We’ve been arguing amongst ourselves here in America about which is worse, the Syrian-Iranian-Hezbollah axis or ISIS. I can make a case either way. Iran is the world’s biggest state sponsor of terrorism, but ISIS is more barbaric than any of Iran’s proxies. ISIS is more likely to kill Americans in America, but it may not be possible to defeat them until after the Syrian-Iranian-Hezbollah axis is defanged because a substantial percentage of the Middle East’s Sunni Arabs see it as the only thing standing between them and Iranian overlordship.
There’s no obvious answer. We can have a healthy, reasonable, civil debate about how to proceed.
In Turkey, however, the conversation is different. The question over there is whether ISIS or the Kurdsare the lesser of evils.
Twenty five percent of Turkey’s population is Kurdish, and Erdogan—like most of his ethnic Turkish countrymen—are terrified that Turkey may lose a huge swath of its territory if Syrian Kurdistan liberates itself alongside Iraqi Kurdistan. Turkish Kurdistan could very well be the next domino.
They are not crazy to fear this.
But they’re reacting by treating as ISIS the lesser of evils. If ISIS can keep the Kurds down, Turkey’s territorial integrity is more secure.
“ISIS commanders told us to fear nothing at all,” a former ISIS communications technician toldNewsweek, “because there was full cooperation with the Turks and they reassured us that nothing will happen…ISIS saw the Turkish army as its ally especially when it came to attacking the Kurds in Syria. The Kurds were the common enemy for both ISIS and Turkey.”

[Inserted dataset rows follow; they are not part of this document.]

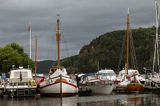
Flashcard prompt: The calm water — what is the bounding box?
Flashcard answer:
[0,94,160,106]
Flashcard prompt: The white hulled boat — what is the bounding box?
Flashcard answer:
[39,15,78,96]
[80,69,116,94]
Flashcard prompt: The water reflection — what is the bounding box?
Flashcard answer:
[0,94,160,106]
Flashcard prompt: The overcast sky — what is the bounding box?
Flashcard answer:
[0,0,158,60]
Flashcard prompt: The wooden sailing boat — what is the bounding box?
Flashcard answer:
[118,9,144,91]
[39,15,78,97]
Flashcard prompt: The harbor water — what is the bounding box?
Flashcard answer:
[0,94,160,106]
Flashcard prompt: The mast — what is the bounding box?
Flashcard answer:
[34,36,38,77]
[29,23,32,59]
[153,1,160,72]
[56,14,61,68]
[125,8,130,75]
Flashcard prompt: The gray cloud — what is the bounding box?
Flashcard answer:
[0,0,155,60]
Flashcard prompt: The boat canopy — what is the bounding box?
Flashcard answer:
[9,68,33,82]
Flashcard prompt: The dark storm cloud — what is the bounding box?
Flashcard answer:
[0,0,155,60]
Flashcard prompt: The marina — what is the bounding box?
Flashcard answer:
[0,0,160,106]
[0,94,160,106]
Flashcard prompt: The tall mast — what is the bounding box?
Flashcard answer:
[56,14,61,68]
[125,8,130,75]
[153,1,160,72]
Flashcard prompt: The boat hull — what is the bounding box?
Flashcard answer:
[87,81,115,94]
[126,83,144,91]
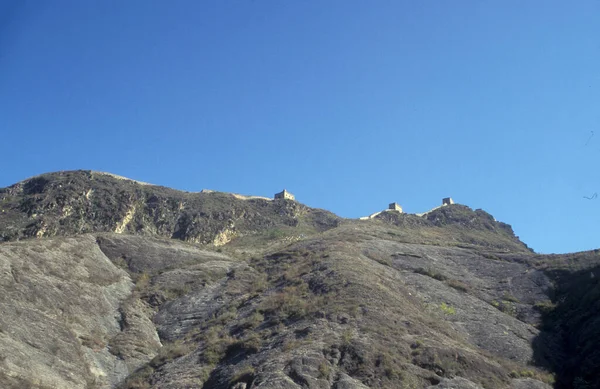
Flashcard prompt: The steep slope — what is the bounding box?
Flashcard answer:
[0,172,600,389]
[0,171,340,245]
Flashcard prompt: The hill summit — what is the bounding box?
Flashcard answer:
[0,171,600,389]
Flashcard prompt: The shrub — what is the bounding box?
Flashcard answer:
[440,303,456,315]
[415,267,448,281]
[446,280,471,293]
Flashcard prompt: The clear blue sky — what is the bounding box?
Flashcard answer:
[0,0,600,253]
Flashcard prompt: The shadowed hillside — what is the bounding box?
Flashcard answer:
[0,171,600,389]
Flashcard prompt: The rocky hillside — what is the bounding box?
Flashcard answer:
[0,171,340,246]
[0,171,600,389]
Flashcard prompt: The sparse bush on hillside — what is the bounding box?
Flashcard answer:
[446,280,471,293]
[440,303,456,315]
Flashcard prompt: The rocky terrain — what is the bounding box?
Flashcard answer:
[0,171,600,389]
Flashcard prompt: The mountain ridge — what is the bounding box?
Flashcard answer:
[0,171,600,389]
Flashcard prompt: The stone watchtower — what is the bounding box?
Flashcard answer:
[442,197,454,206]
[388,203,402,213]
[275,189,296,200]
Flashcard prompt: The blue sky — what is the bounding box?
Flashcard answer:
[0,0,600,253]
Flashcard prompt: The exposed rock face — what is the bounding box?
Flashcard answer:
[0,171,340,245]
[0,172,600,389]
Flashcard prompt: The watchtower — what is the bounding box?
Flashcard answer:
[388,203,402,213]
[275,189,296,200]
[442,197,454,205]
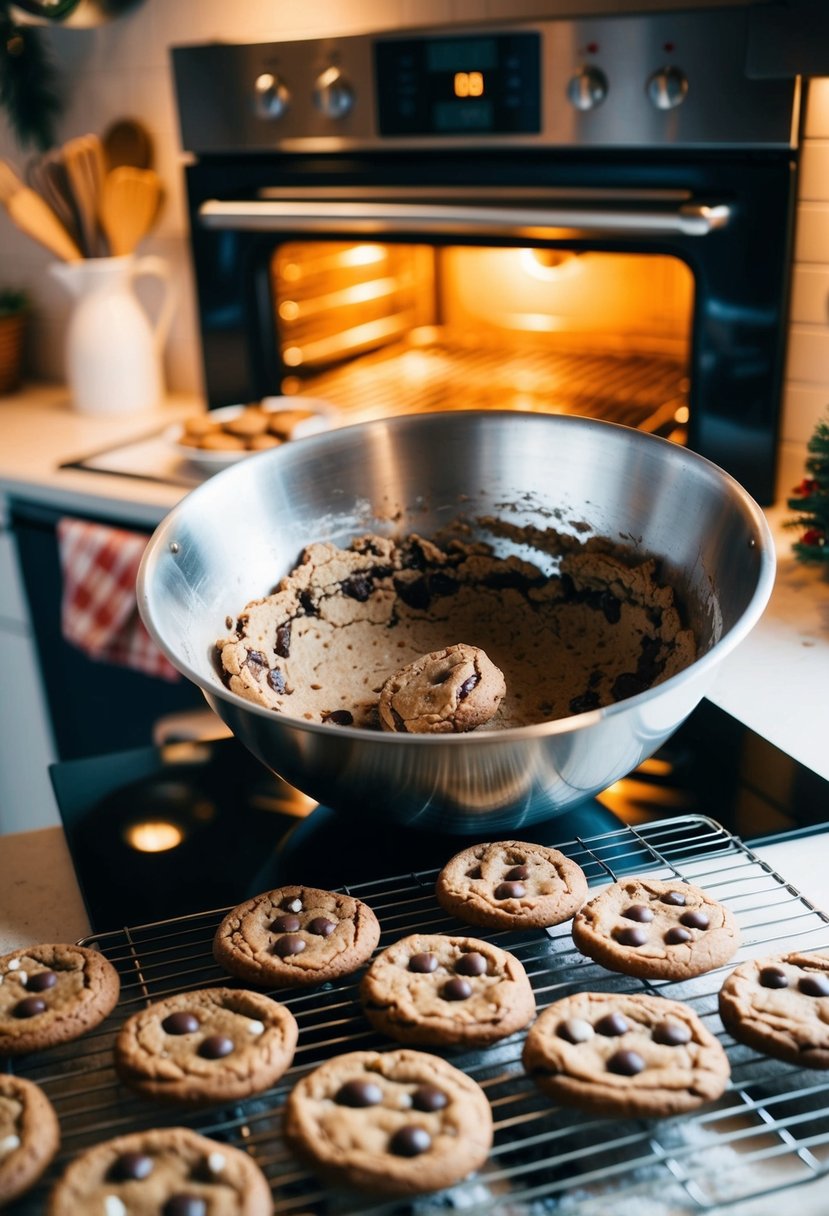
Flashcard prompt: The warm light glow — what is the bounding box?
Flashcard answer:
[124,820,185,852]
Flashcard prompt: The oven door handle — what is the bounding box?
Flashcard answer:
[198,198,732,238]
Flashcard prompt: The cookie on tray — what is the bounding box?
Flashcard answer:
[284,1048,492,1195]
[573,878,740,980]
[0,1073,61,1207]
[435,840,587,929]
[47,1127,273,1216]
[523,992,731,1116]
[360,933,535,1047]
[0,944,120,1055]
[114,987,297,1105]
[720,951,829,1069]
[213,886,380,987]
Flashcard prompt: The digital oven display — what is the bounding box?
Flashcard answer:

President Barack Obama recently complained that Turkey could be doing “more” to stop the influx of “militants” into Syria. Turkey certainly could! Turkey has a long border with Syria, but it’s sealed. I’ve driven alongside it. In some areas, there are minefields everywhere.
Turkey has a world-class army—the second-largest in NATO—and could obliterate ISIS from the face of the earth if it wanted. If Syria’s Kurds can make headway into ISIS-held territory with just a ragtag militia, Turkey could liberate the Syrian population from Bashar al-Assad, Hezbollah, and ISIS simultaneously.
We should not expect Turkey to do this, but Erdogan won’t even shore up that border.
“You should understand something,” a Turkish smuggler said to Jamie Dettmer at the Daily Beast. “It isn’t hard to cross into the caliphate [ISIS-held territory], but go further west or east into Kurdish territory, then it gets much harder to evade the Turkish military and cross the border. Even the birds can’t come from there; and our birds can’t go there.”
Turkey is not Iraq. It is 1,000 years ahead of Iraq. It is a serious and capable nation, the opposite of incompetent. It’s not an accident or a coincidence that ISIS can replenish its ranks over the Turkish border while the Kurds can’t. If Erdogan can stop Kurds from the crossing that border, he can stop ISIS from crossing that border. Refusing to do so is a choice.
He is not a state sponsor of terrorism. He is not championing ISIS, nor is he on side with them ideologically. He is not their patron or armorer. But he is letting one of our worst enemies grow stronger while stomping on one of our greatest allies.
We seem to be reaching the end of a road.
NATO was formed as an anti-Russian bulwark during the Cold War, and ever since the collapse of the Soviet Union many have wondered if the alliance has outlived its usefulness. That question has been put to bed to an extent with Russian malfeasance in Georgia and Ukraine, but it’s becoming clearer by the year that Turkey’s membership in NATO is a vestige of an era that expired a long time ago.
Diplomats and heads of state are often to last to notice tectonic geopolitical shifts. They’ve spent years, even decades, forming relationships with their foreign counterparts. Institutions are cumbersome, bureaucratic, slow. They cruise on inertia. They have invested so much for so long. But we are where we are.
When the White House, Congress, the State Department, and our genuine allies in Europe are finally willing to face this—and they will be—Turkey should expect to be treated accordingly.